Elle avait seulement compris que quelqu’un venait d’entrer chez elle sans […] prévenir. […] Elle avait pensé tout de suite à son mari, puis s’était dit que non, ce n’était pas son mari.
Ce sont des choses qu’on sait d’instinct, qu’on devine, la présence d’un inconnu

DH, p. 59

Résultat d’une chaîne de communication, le récit de Rabut est marqué par la bivocalité du discours indirect libre qui véhicule aussi les émotions des personnages dont Rabut rapporte les récits. Plus particulièrement, il n’est pas possible d’attribuer la dernière phrase, transmise au temps présent du discours direct libre, à un sujet d’énonciation précis. Si l’on peut déceler dans de tels passages empruntant la voix d’un « on » collectif « la figure informée de celui qui en coulisses [sic] orchestre le récit[48] », soit le romancier, au niveau diégétique, cette affirmation pourrait tout aussi bien faire partie du récit « original » de Mme Chefraoui ou avoir été ajoutée par l’un des interlocuteurs. L’épanorthose dans cette dernière phrase traduit, dès lors, les émotions d’une instance indéterminée. Ce monologue polyfocalisant n’est pas flou sur le plan de la source de l’énonciation finale, mais sur celui de la source des énoncés amalgamés. L’omission des signes typographiques du discours direct et la superposition de voix illustrent que, submergé par les intrusions et les impressions des voix des autres auxquelles il est exposé, Rabut semble moins résumer la soirée que la revivre par la mémoire dans un récit qu’il peine à maîtriser. Ce faisant, son but n’est pas de restituer les faits de manière objective, mais de saisir l’impact des événements sur lui-même : « Enfin, non, ce n’est pas comme ça qu’il faut raconter. Pas comme ça que les choses me sont tombées dessus ni qu’il a fallu les affronter » (DH, p. 48).

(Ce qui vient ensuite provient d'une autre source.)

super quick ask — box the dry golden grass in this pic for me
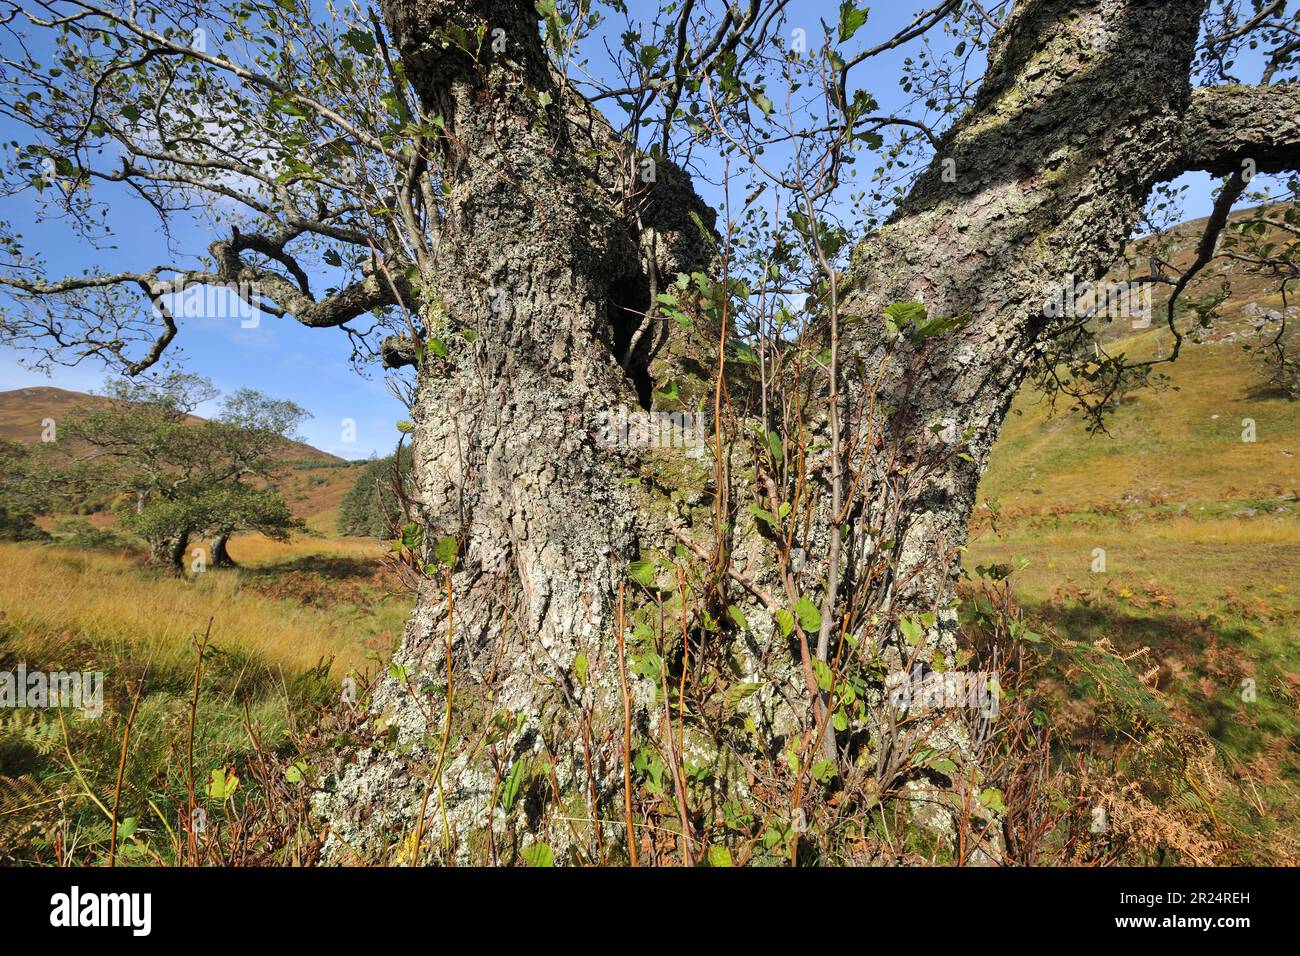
[303,506,342,535]
[969,516,1299,607]
[0,541,391,678]
[215,531,385,565]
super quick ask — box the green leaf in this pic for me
[774,609,794,638]
[838,2,869,43]
[728,339,758,365]
[913,312,969,340]
[899,616,924,647]
[628,559,656,587]
[433,534,459,567]
[270,95,308,118]
[501,759,526,811]
[400,522,423,552]
[749,503,776,527]
[521,842,554,867]
[341,28,376,55]
[205,767,239,801]
[725,681,762,709]
[811,759,837,783]
[632,651,663,682]
[883,300,927,331]
[725,605,748,630]
[979,787,1007,814]
[794,597,821,633]
[813,658,834,692]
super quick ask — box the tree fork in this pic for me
[313,0,1300,863]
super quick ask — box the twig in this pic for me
[616,582,638,867]
[109,665,148,867]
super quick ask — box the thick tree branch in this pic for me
[1175,83,1300,175]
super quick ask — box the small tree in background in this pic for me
[199,388,312,566]
[336,446,414,539]
[58,376,309,569]
[58,375,212,564]
[0,438,54,540]
[200,485,305,568]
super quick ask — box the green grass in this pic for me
[981,307,1300,509]
[0,538,411,864]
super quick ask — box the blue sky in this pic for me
[0,175,407,458]
[0,1,1269,457]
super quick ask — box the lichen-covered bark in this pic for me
[1177,84,1300,176]
[316,0,716,862]
[836,0,1243,656]
[146,527,189,572]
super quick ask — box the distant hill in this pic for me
[979,202,1300,514]
[0,385,362,526]
[0,385,342,462]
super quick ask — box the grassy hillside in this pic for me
[979,319,1298,509]
[969,274,1300,861]
[0,385,338,458]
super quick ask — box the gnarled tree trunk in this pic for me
[146,527,190,573]
[840,0,1210,656]
[317,0,717,863]
[839,0,1300,657]
[209,532,235,569]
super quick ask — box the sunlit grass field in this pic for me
[980,309,1300,509]
[969,310,1300,859]
[0,529,412,864]
[0,538,402,680]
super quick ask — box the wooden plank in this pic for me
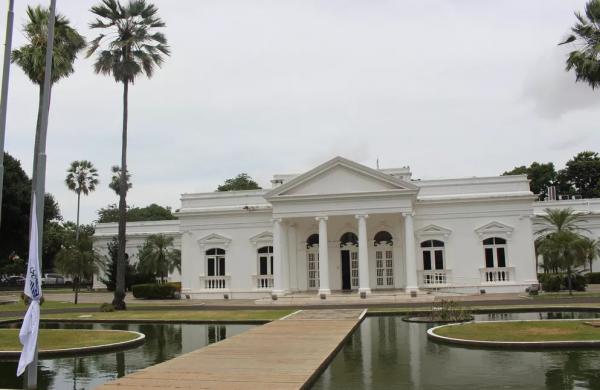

Ce que Rabut doit affronter, ce sont des souvenirs enfouis que l’incident de la soirée fait resurgir. En effet, son récit est largement débordé par les souvenirs qui s’emparent de lui comme un « déluge » (DH, p. 91). Il ne peut pas arrêter le flot des mots qui dénoncent par exemple le manque de compassion de Bernard envers sa soeur morte en couches et méprisée par son frère parce qu’elle n’était pas mariée. Rabut ne dit pas à haute voix, cependant, qu’il avait été surtout offensé que Bernard, lui aussi un ancien appelé, n’ait accroché que des photos prises pendant la guerre d’Algérie dans sa maison, qu’il ait

osé les encadrer, les mettre au mur et les montrer, là, […] comme si c’était des photos de vacances, et ne rien m’en dire, à moi, moi qui l’avais pourtant vu si souvent là-bas et avec qui il avait partagé le — bon, disons, oser, sans rien en dire, accepter qu’on puisse des années après se retrouver tous les deux et laisser entre nous des photos sur les murs, des photos pour nous regarder nous taire

DH, p. 100

L’ellipse, signalée par le tiret, signale que l’évocation de ces photos fait surgir l’indicible pour Rabut, c’est-à-dire « une situation où le traumatisme intime rend impossible tout témoignage ou [fait] que le sujet parlant bute véritablement sur une faille du langage[49] ». Convergeant vers le non-dit de la guerre d’Algérie, le récit le dévoile enfin dans un détour narratif.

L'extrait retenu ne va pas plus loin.